Mexico, which pledged to reduce its greenhouse gas emissions under the Paris Accord, has established a target to generate 40% or more of its power from zero- or low-emission energy sources by 2035, and by 50% by 2050. In 2015, an estimated 21% share of its total power generation came from nuclear (4.4%) and renewables (16.6%).

In 2013, Canada produced 62.6% of its power from hydro, 3.4% from non-hydro, and 13.3% from nuclear—a total 79.3% from zero- or low-carbon sources.

Of Unicorns and Workhorses

Even before the commitment was cemented on June 29, industry groups predictably issued statements lauding or blasting the measure.

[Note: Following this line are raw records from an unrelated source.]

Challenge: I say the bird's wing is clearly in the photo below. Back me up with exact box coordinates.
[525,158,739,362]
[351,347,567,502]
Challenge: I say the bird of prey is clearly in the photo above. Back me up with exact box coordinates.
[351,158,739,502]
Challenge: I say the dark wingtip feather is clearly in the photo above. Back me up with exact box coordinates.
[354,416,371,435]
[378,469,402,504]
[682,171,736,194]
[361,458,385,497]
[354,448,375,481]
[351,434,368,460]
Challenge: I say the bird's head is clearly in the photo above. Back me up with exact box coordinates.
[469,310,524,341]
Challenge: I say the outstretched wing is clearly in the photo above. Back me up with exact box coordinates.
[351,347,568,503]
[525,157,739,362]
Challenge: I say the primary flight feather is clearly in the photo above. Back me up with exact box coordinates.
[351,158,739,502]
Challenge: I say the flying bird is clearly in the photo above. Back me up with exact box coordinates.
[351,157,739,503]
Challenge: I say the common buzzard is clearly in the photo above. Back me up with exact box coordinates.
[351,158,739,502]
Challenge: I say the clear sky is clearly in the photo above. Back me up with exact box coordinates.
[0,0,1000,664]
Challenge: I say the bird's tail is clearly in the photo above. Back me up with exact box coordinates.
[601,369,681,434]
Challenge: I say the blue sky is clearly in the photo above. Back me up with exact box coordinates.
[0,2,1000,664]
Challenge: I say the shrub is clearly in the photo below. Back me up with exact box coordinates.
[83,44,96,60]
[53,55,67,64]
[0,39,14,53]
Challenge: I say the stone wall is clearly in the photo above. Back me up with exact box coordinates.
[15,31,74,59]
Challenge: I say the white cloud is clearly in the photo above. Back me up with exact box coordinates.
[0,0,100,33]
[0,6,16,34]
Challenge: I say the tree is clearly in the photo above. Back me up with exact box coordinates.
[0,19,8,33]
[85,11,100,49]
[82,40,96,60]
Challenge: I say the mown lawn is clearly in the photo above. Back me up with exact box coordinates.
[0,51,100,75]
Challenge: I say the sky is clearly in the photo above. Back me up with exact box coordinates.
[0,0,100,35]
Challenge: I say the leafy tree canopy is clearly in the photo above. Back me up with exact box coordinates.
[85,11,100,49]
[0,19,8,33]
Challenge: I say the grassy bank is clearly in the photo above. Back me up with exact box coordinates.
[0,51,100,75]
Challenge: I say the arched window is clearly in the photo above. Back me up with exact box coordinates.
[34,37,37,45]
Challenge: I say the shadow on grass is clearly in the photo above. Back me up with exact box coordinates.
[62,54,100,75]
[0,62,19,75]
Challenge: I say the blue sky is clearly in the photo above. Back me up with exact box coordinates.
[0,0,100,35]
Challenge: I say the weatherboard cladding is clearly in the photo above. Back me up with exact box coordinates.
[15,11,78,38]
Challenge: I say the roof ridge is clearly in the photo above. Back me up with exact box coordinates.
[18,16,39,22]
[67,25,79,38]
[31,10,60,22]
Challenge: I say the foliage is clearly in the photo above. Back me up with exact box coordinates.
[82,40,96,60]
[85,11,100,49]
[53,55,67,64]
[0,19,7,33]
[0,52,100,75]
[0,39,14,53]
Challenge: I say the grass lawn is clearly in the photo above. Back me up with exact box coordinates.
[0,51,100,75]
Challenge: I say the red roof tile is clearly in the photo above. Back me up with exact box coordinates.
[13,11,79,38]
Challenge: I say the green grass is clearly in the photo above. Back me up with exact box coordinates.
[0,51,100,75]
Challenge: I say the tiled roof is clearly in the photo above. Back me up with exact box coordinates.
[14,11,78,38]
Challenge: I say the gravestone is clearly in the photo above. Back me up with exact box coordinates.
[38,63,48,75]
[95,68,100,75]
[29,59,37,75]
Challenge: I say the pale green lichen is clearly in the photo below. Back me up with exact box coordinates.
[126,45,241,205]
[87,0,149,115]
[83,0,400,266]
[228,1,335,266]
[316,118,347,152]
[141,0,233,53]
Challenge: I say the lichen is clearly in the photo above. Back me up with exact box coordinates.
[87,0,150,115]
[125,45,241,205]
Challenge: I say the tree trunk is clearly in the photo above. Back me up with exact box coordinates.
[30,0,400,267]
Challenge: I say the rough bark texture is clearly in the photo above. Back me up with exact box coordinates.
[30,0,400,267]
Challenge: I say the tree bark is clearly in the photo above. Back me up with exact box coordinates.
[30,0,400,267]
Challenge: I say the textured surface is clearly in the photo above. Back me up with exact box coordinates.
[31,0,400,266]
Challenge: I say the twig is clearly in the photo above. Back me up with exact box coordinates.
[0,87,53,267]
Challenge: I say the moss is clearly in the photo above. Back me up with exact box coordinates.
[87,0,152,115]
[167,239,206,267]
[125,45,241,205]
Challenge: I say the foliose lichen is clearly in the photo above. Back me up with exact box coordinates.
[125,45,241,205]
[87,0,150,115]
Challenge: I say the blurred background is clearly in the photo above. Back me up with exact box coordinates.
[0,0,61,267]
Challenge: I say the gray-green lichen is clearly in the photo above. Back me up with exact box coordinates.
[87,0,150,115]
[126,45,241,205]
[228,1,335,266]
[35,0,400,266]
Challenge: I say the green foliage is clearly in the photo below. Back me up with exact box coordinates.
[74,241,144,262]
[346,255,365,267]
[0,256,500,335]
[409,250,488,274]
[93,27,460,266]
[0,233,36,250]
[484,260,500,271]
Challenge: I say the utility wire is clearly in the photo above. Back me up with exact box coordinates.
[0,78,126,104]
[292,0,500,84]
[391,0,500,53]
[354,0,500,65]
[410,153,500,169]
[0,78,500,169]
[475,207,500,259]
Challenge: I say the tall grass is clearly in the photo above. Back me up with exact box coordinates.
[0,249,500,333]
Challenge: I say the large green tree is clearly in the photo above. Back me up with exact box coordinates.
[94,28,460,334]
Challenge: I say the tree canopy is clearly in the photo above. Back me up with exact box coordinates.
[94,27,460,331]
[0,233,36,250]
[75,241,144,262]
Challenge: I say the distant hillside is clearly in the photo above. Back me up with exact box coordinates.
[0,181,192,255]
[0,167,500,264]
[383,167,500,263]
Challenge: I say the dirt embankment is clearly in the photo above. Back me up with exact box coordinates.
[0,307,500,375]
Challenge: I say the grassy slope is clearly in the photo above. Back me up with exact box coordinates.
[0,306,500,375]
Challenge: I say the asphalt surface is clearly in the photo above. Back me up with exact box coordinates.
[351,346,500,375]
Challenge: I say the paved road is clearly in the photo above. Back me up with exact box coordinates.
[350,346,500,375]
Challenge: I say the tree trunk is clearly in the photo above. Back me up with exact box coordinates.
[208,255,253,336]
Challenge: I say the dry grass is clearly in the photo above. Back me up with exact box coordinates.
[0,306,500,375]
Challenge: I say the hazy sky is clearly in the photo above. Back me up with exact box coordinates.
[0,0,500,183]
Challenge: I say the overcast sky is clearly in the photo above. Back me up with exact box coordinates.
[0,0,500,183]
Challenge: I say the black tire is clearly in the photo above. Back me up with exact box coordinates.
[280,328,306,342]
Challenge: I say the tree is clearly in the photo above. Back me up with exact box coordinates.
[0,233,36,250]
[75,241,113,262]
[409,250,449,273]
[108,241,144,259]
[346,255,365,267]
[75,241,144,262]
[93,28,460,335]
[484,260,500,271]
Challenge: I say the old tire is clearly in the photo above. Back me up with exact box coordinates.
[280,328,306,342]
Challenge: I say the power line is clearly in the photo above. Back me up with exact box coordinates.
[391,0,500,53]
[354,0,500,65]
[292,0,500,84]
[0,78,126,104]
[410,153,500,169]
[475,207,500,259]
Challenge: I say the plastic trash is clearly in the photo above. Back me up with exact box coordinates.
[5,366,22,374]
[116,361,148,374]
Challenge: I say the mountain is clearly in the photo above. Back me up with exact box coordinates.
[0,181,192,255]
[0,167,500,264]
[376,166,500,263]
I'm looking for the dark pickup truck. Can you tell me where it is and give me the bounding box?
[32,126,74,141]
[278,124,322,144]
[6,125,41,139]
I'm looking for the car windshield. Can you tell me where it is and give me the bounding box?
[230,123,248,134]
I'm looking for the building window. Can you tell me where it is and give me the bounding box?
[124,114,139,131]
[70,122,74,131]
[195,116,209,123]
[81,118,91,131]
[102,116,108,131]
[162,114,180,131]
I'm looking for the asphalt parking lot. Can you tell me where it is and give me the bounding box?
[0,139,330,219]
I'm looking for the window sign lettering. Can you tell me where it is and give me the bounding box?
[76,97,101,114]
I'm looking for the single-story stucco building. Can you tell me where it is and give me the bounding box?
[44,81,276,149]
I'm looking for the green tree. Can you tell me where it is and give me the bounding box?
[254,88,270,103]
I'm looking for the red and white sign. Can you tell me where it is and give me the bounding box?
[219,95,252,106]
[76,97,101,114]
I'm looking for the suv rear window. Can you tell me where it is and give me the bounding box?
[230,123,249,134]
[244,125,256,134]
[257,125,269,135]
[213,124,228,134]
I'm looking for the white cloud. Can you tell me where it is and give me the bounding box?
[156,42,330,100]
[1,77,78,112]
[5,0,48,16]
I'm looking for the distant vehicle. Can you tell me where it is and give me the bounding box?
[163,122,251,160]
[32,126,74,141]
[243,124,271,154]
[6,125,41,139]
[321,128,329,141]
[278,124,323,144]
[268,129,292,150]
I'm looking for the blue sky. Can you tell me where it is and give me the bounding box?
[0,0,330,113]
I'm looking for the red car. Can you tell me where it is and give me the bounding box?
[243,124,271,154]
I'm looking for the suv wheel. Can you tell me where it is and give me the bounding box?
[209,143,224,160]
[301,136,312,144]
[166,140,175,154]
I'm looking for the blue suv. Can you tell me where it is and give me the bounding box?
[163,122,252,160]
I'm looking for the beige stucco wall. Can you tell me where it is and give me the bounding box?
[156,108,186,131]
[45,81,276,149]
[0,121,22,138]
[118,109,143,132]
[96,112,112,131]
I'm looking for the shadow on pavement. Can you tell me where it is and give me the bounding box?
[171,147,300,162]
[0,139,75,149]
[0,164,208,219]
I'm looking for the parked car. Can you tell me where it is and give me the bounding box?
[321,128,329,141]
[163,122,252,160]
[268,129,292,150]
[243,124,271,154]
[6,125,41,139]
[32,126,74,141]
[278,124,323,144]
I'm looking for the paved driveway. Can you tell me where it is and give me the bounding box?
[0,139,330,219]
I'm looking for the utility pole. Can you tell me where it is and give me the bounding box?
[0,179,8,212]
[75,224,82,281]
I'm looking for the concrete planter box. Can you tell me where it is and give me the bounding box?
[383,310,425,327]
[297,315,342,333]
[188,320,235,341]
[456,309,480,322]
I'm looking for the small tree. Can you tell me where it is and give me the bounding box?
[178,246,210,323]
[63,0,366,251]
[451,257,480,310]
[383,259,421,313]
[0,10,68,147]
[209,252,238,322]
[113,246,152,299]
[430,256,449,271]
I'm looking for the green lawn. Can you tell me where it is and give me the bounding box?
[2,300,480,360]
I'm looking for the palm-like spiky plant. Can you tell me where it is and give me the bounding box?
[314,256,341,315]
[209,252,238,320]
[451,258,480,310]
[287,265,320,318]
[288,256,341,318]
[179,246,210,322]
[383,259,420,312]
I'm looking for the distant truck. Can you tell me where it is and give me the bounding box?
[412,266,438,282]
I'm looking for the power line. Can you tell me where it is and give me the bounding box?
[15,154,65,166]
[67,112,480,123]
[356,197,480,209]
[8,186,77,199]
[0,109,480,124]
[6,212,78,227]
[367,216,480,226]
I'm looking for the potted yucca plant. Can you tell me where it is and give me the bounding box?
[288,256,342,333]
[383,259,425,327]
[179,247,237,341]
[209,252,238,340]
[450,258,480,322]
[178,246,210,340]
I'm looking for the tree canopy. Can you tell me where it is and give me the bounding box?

The American Coalition for Clean Coal Electricity criticized the Obama administration’s vague plans to achieve the goal. “The Administration says one of the ways it will meet its goal is by utilizing energy from power plants with CCS. The problem with that assertion, however, is that there are no scalable plants anywhere in the world with CCS and none will ever be built in this country thanks to regulations promulgated by this Administration,” said Laura Sheehan, a senior vice president at the industry coal coalition.

So the question is, just where will all this low- or zero-carbon energy come from? Certainly not rainbows and unicorns which one would have to pockets full of to meet these pie in-the-sky commitments.”

The American Wind Energy Association (AWEA) countered that the goal was certainly achievable. “Getting half of North America’s electricity production from zero-emission clean energy by 2025 is possible thanks to low-cost, reliable wind energy,” said AWEA CEO Tom Kiernan.

“As the lowest-cost zero-emission energy source by a large margin, wind energy will be the workhorse to meet future carbon reduction targets, while saving consumers money.”